La priorité de l’axe 2, qui était de « garantir des parcours de soins coordonnés et soutenus par une offre en psychiatrie accessible, diversifiée et de qualité », est devenue « la poursuite d’un maillage territorial de l’offre de soins psychiatriques, dans le cadre d’une transformation des pratiques et des organisations qui doit composer avec les difficultés structurelles et conjoncturelles rencontrées par ses professionnels »

Jargon alambiqué, dont il ressort que l’ambition d’il y a 5 ans d’avoir une « offre de soins coordonnée, accessible, diversifiée et de qualité », a été rétrogradée à celle, plus prosaïque, « d’avoir une offre… ».

A ce point d’étape, la compilation de considérations techniques et l’annonce de mesures multiples et dispersées pour l’avenir alertent plutôt sur la dégradation bien réelle en 5 ans du système de soins. Système qui partait déjà de bien bas, ce qui motivait précisément la feuille de route de 2018. Bien sûr que des mesures susceptibles de produire des effets à long terme sont nécessaires, telles celles par exemple visant à renforcer l'attractivité de la psychiatrie et les formations.

Reste que concrètement - et c’est ce qui inquiète - le bilan est vide de réalisations concernant les actions prévues dans la feuille de route en faveur du rétablissement des patients. Pas la moindre mention ou allusion à ce qui a pu être fait concernant :    

  • le renforcement de la logique de la preuve pour l’évaluation de la qualité des pratiques (actions 23 à 29 de la feuille de route 2018),
  • le développement de la réhabilitation psychosociale (action 18)
  • l’amélioration du suivi somatique (actions n° 11, 14 et 15)
  • l’amélioration des prises en charge ambulatoires (action 9) et l’offre de case management de proximité (action 12)
  • l’amélioration de l’accès à l’emploi (action 35)
  • l’accès au logement (action 36).
  • l’amélioration de l’accompagnement médico-social (action 37)

Ce bilan renvoie apparemment exclusivement pour la mise en oeuvre des actions sur « un cadre d‘action locale de mieux en mieux approprié par les acteurs : les projets territoriaux de santé mentale (PTSM), dont 104 sont aujourd’hui attestés ». Mais que peut-on en attendre ? 

Créés par le décret n° 2017-1200 du 27 juillet 2017, ces projets territoriaux de santé mentale ont pour fonction d'organiser sur chaque territoire (ville, région ou autre) l’accès de la population à un ensemble de dispositifs et de services répondant aux priorités définies nationalement. 
Il ést prévu en première étape de travail dans le décret que ces organismes élaborent un "diagnostic territorial partagé", c'est-à-dire identifient les dysfonctionnements, blocages et carences dans les prises en charge observées. 
Dans un 2ème temps, les PTSM doivent faire émerger les pistes de travail pour y remédier.

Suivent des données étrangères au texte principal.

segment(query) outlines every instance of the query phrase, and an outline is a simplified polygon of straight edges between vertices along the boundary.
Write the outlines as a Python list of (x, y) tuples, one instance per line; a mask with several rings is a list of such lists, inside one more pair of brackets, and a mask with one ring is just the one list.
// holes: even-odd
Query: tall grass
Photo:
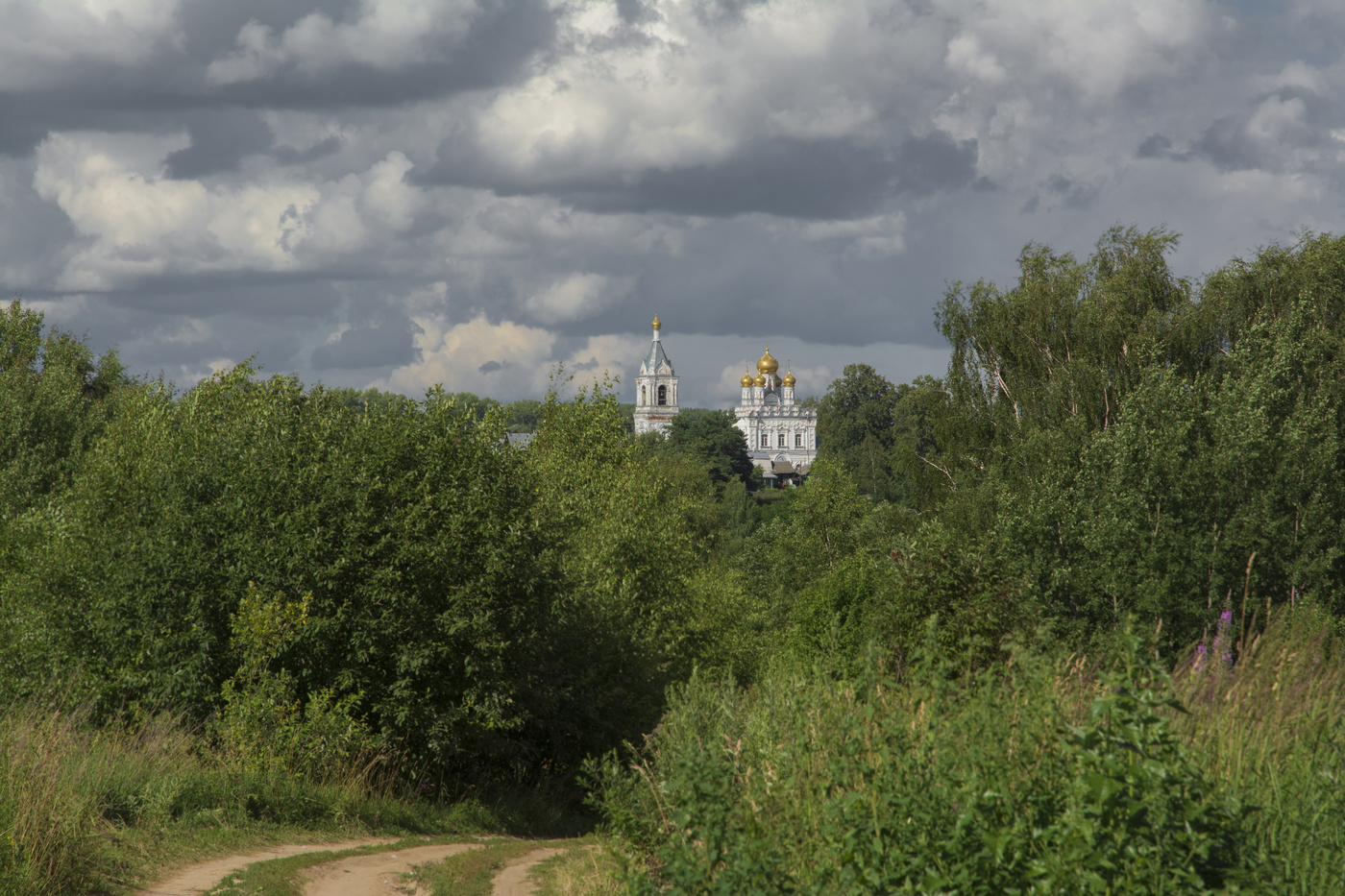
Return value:
[(1345, 892), (1342, 644), (1306, 613), (1231, 647), (1228, 659), (1197, 648), (1178, 665), (1189, 714), (1176, 728), (1213, 779), (1258, 807), (1255, 844), (1284, 892)]
[(265, 756), (223, 757), (168, 716), (95, 726), (11, 706), (0, 717), (4, 896), (112, 892), (184, 849), (219, 852), (258, 830), (437, 833), (488, 815), (398, 799), (375, 764), (313, 782)]
[(1345, 658), (1310, 620), (1248, 642), (697, 677), (590, 774), (632, 892), (1345, 892)]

Par rapport aux prévisions de 2018, les difficultés d'organisation puis la crise du Covid ont lourdement entravé les réunions et les travaux de ces PTSM. A Paris, par exemple, il n'y a eu aucun diagnostic sur l'offre de soins proposée au regard des besoins . Le PTSM travaille actuellement sur des projets en ayant occulté cette étape essentielle. 


Alors pour conclure quel bilan ?
Délitement du service public, annonces et mesures de colmatage prises dans l’urgence, actions parfois de façade... Ainsi va la politique de santé mentale en France.

Aujourd’hui en France, pas plus qu'il y a 5 ans, les personnes prises en charge pour une schizophrénie n’ont la possibilité d’accéder à des pratiques recommandées de longue date au niveau international comme l’éducation thérapeutique ou la remédiation cognitive par exemple.

Avec toutefois un pendant positif :  on sait désormais que les actions et les idées viendront nécessairement du terrain et qu'elles ne pourront se faire qu'avec les personnes concernées.